MCP-Assisted Semantic Analysis
This reference covers how to configure, query, and interpret Serena MCP evidence during the zeroize-audit semantic pass. For compile DB generation and flag extraction, refer to the compile-commands reference (loaded separately from SKILL.md).
Overview
MCP-Assisted Semantic Analysis
This reference covers how to configure, query, and interpret Serena MCP evidence during the zeroize-audit semantic pass. For compile DB generation and flag extraction, refer to the compile-commands reference (loaded separately from SKILL.md).
Preconditions
Before running any MCP queries, the following must hold. These are verified during Step 1 (Preflight) in task.md — do not re-run preflight here, just confirm the relevant outputs:
| Precondition | Failure behavior |
|---|---|
compile_commands.json valid and readable | Do not run MCP queries; fail the run if mcp_mode=require |
| Codebase buildable from compile DB commands | Same as above |
check_mcp.sh exits 0 | If mcp_mode=require: stop run.
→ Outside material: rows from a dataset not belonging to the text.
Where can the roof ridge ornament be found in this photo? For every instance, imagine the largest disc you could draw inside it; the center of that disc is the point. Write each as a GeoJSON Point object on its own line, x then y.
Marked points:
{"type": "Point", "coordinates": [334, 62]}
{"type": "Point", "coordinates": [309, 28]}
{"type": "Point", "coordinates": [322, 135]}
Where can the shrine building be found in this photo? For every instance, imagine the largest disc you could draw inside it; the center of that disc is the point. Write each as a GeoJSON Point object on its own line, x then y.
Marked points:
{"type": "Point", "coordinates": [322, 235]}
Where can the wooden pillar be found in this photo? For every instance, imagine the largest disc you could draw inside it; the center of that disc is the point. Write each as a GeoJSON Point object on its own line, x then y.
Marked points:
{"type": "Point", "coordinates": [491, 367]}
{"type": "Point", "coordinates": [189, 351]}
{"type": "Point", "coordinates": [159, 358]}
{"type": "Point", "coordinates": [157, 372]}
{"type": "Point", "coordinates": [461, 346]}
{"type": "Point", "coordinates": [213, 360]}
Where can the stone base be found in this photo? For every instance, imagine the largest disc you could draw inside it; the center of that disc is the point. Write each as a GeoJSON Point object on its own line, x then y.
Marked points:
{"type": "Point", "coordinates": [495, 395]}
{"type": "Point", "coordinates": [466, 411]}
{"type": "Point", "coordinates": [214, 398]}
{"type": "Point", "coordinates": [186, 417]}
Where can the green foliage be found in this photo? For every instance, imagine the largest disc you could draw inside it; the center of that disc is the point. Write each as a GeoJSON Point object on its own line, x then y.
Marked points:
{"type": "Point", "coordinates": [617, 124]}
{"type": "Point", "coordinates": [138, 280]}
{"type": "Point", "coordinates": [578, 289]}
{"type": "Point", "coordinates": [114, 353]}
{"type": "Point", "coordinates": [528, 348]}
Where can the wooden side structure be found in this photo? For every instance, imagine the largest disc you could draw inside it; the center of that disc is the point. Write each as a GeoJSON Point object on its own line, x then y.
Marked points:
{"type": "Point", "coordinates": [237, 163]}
If mcp_mode=prefer: set mcp_available=false, continue without MCP, apply confidence downgrades |
| Serena can resolve at least one symbol in the TU | Log a warning; proceed but mark findings from that TU as needs_review |
Rust note: Cargo does not natively produce compile_commands.json. Use bear -- cargo build or bear -- cargo check to generate it. rust-project.json is not a substitute in this workflow.
Configuring Serena
The plugin.json registers Serena as the serena MCP server, launched via uvx. Serena wraps language servers (clangd for C/C++) and exposes semantic analysis as high-level MCP tools. It auto-discovers compile_commands.json from the project working directory.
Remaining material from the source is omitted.